Clipped from: https://www.business-standard.com/article/economy-policy/land-acquisition-bill-farm-laws-divergent-ends-of-centre-s-two-reforms-121111901267_1.html?utm_source=Spotlight&utm_medium=website&utm_campaign=Premium_11072018
States may adopt different tactics on farm laws as they did for land acquisition Bill
The land Bill went into history once the term of the 16th Lok Sabha ended. In case of farm laws, the government will bring a Bill to repeal them
The key difference between the two signal agricultural reform measures introduced by the National Democratic Alliance government since 2014 – land acquisition Bill of 2015 and the three farm laws – is in how they end.
The land Bill – or to give its full name The Right to Fair Compen¬sation and Transparency in Land Acquisition, Rehabilitation and Resettlement (Amendment) Bill, 2015 went into history once the term of the 16th Lok Sabha ended. Though it was passed by the lower House it did not go past the Rajya Sabha. Yet, the government under Prime Minister Narendra Modi never moved a Bill to repeal it.
In the case of the farm laws, Modi has said a Bill to repeal them shall be moved in the upcoming winter session of Parliament. The land Bill instead travelled to a select committee and there was always a theoretical possibility it could be revived in the term of the last Lok Sabha. This route shall not apply for the farm Acts once they are repealed.
Both were enabling provisions for the states to act upon but the government has made a lot about how they were seemingly operative laws. This could have been one of the reasons for their political undoing as they promised much more than the Centre could offer either to make land acquisition easier for industry or make agricultural markets more fair price driven.
In the case of the land Bill, the act that sought to alter The Right to Fair Compensation and Transparency in Land Acquisition, Rehabilitation and Resettlement Act, 2013 (LARR Act, 2013) was also an enabling provision. The LARR Act is like a baseline legislation for states. The Centre had passed the LARR Act on the assumption that even if land is a state subject, the acquisition of property, besides rehabilitation and resettlement of people is a subject in the concurrent list of the Constitution. It is the same assumption that guided the first of the three farm Acts, which became The Farmers’ Produce Trade and Commerce (Promotion and Facilitation) Act.
In the case of land, with the amendments of 2015 not moving anywhere, the LARR Act of 2013 has since been interpreted by various high courts in different ways, with some upholding the right of states to impose restrictions on the right of land holders to object to acquisition, while that of Jharkhand was scotched.
Karnataka has moved in two directions.
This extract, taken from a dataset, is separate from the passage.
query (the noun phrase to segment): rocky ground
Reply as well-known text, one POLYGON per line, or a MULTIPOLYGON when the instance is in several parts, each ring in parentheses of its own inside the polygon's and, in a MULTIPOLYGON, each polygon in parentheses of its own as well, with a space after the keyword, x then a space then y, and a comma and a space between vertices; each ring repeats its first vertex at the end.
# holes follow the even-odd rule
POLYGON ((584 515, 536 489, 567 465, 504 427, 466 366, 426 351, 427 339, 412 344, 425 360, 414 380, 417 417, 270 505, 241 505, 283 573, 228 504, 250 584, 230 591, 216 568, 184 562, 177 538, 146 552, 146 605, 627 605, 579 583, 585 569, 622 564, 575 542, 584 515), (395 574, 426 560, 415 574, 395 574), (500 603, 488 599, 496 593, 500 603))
It moved to notify the LARR Act in 2017, but has not rescinded the state Land Reforms Act of 1961. Last year, it allowed non-agriculturalists to purchase agricultural land, do away with the income limit prescribed for it, and increase the ceiling on the amount of land that can be owned by a single individual or family.
Tamil Nadu, too, has included under LARR the Tamil Nadu Acquisition of Land for Industrial Purposes Act, 1997. This means the state is not bound to go only by the central Act. Maharashtra has also followed the Tamil Nadu model.
With the sunset on the farm Act, it is quite certain that states will adopt similar divergent tactics. They shall possibly follow the Model Agricultural Produce and Livestock Marketing (Promotion and Facilitation) Act of 2017 that was passed by Parliament to reform the farm sector, but serendipitously.